Przecież każdy kot nosi buławę... tfu... koronę w plecaku czy też futrze...
Każdemu tli się w sercu nadzieja, że znajdzie swojego Dużego, swojego frajera, nad którym będzie mógł panować.
I o to przecież chodzi. Żeby nie patrzyły zza krat poddańczo i błagalnie, żeby nie futrowały ocieraństwem każdego przypadkowego gościa... żeby miały swoją okazję do panowania.
I niech już zapomną o zimnie, smutku i schronie...
I niech już okażą "typową" (według naszej ludzkiej miary) kocią niewdzięczność, czyli niech jak przystało na koty, żyją dniem dzisiejszym pławiąc się w luksusie swojego domku.
Reyna i Princesa są mieszkankami tego samego schroniska w Szczytnie, w którym nadal koteczki muszą gniedzić się w "wozie Drzymały" a kocury i "reszta" w nieogrzewanych psich budkach.
A zima tego roku postanowiła przyjść już w październiku.
A my liczymy na cud a może chcemy zrobić coś

Dwie panny szlachetnego rodu to jedne z wielu... piękne, zakochane w ludziu, naręczne i przytulaste...
Co z tym zrobić?

Wąteczek panienek zakładam w koordynacji z Basią horacy 7, która mimo zmagania z nowotworem jeszcze gotowa pobiec do schroniska, Nową_Sztno, która udzieliła informacji o pannach oraz jest autorką zdjęć szlachetnie urodzonych... oraz Gazzy, która najczęsciej bywa w schronisku i to ona może na bieżąco powiedzieć coś o pannach kotencjach...
Szybciutko zaczynamy
Reyna - piękna trikolorka o królewskiej postawie, (doniesienia z frontu - koteczka daje się brać na ręce)

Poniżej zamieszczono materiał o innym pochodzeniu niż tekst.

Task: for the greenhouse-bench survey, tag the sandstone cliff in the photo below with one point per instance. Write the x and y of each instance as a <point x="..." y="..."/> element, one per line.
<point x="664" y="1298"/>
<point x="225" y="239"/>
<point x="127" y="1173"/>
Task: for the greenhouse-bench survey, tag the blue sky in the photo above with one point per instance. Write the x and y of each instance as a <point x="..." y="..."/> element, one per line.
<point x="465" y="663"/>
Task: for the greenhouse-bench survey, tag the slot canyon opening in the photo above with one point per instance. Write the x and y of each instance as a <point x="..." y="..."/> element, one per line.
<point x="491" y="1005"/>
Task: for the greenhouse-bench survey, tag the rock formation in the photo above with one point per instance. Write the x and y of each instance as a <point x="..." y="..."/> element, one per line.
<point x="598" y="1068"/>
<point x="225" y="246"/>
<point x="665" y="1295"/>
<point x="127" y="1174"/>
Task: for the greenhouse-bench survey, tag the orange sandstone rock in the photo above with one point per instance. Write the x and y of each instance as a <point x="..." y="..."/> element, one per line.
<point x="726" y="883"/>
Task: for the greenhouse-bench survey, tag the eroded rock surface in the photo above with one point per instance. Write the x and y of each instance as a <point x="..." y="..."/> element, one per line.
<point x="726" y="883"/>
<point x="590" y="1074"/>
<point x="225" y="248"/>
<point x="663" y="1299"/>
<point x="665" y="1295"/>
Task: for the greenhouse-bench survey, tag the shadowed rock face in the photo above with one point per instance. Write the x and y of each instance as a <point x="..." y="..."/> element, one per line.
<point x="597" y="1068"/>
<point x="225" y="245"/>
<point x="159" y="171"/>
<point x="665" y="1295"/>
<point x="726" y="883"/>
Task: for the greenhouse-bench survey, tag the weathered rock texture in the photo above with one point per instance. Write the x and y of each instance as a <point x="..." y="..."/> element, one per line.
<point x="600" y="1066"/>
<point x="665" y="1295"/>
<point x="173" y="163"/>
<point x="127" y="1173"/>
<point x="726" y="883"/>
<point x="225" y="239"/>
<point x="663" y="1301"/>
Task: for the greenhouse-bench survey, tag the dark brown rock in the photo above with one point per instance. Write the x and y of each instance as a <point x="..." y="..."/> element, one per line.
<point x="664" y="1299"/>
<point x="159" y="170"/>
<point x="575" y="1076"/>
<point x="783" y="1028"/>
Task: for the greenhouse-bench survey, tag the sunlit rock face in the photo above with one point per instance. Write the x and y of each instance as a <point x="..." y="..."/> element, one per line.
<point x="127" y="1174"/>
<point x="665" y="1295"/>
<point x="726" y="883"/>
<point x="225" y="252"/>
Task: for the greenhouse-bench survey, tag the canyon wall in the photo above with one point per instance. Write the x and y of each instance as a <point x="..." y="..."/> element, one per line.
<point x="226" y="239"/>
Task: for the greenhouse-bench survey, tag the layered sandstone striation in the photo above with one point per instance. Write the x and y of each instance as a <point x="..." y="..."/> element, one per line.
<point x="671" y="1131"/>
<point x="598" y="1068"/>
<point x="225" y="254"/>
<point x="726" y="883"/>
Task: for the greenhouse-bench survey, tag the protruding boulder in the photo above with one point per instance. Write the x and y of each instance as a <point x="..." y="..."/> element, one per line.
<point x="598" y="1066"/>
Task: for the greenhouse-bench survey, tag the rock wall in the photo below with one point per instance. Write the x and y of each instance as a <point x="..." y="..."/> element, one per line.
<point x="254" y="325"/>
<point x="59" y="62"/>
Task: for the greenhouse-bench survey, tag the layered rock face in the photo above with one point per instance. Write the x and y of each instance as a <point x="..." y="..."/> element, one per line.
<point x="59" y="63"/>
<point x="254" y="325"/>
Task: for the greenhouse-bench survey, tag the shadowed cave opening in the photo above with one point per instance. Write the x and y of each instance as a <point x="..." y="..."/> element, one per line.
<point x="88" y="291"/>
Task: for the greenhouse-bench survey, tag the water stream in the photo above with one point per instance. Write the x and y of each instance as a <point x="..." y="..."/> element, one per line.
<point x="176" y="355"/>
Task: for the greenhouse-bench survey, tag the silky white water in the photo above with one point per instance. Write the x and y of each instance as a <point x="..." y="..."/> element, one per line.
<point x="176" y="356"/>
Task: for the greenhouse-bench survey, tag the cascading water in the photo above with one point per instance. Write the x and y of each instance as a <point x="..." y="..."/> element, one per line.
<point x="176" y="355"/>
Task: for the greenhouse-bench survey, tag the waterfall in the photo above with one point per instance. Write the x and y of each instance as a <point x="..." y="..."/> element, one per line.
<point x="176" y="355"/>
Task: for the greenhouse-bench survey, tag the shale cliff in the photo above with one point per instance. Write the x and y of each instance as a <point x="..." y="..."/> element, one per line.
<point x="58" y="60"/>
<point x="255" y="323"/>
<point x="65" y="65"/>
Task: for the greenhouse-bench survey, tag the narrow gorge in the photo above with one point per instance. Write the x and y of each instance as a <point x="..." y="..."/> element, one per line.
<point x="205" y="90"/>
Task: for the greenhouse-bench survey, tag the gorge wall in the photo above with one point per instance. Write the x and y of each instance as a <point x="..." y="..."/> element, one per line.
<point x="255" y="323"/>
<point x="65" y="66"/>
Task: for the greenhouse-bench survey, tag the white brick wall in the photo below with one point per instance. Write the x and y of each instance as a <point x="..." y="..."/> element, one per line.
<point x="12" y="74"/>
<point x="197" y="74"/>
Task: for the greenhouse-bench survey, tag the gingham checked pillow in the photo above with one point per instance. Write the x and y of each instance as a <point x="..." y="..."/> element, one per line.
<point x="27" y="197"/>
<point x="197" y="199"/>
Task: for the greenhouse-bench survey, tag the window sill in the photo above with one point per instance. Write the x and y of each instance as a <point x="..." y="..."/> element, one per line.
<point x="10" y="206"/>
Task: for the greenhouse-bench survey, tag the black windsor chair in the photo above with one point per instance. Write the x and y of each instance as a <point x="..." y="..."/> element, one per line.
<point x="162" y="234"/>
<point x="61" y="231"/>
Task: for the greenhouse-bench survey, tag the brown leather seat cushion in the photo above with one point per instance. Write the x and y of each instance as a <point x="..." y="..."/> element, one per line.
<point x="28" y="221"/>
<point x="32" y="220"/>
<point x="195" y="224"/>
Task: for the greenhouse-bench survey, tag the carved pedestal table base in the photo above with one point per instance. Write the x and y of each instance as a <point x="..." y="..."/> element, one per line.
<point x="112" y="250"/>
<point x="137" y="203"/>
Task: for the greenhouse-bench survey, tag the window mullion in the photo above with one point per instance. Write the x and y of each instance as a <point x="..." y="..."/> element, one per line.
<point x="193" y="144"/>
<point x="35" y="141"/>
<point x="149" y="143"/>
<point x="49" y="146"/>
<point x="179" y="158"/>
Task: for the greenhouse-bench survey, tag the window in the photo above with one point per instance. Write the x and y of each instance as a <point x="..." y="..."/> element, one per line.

Princesa - biała jak śnieg z burą czapeczką, burym ogonkiem zakończonym białą plamką jak buławą. Oddana do schronu przez starszą, chorą osobę. Lgnie do człowieka, daje się brać na ręce.
Wiek około 3 lat.







Na co czekają?
DT, DS... po prostu na szansę!!!!
Ano na... własne państwo...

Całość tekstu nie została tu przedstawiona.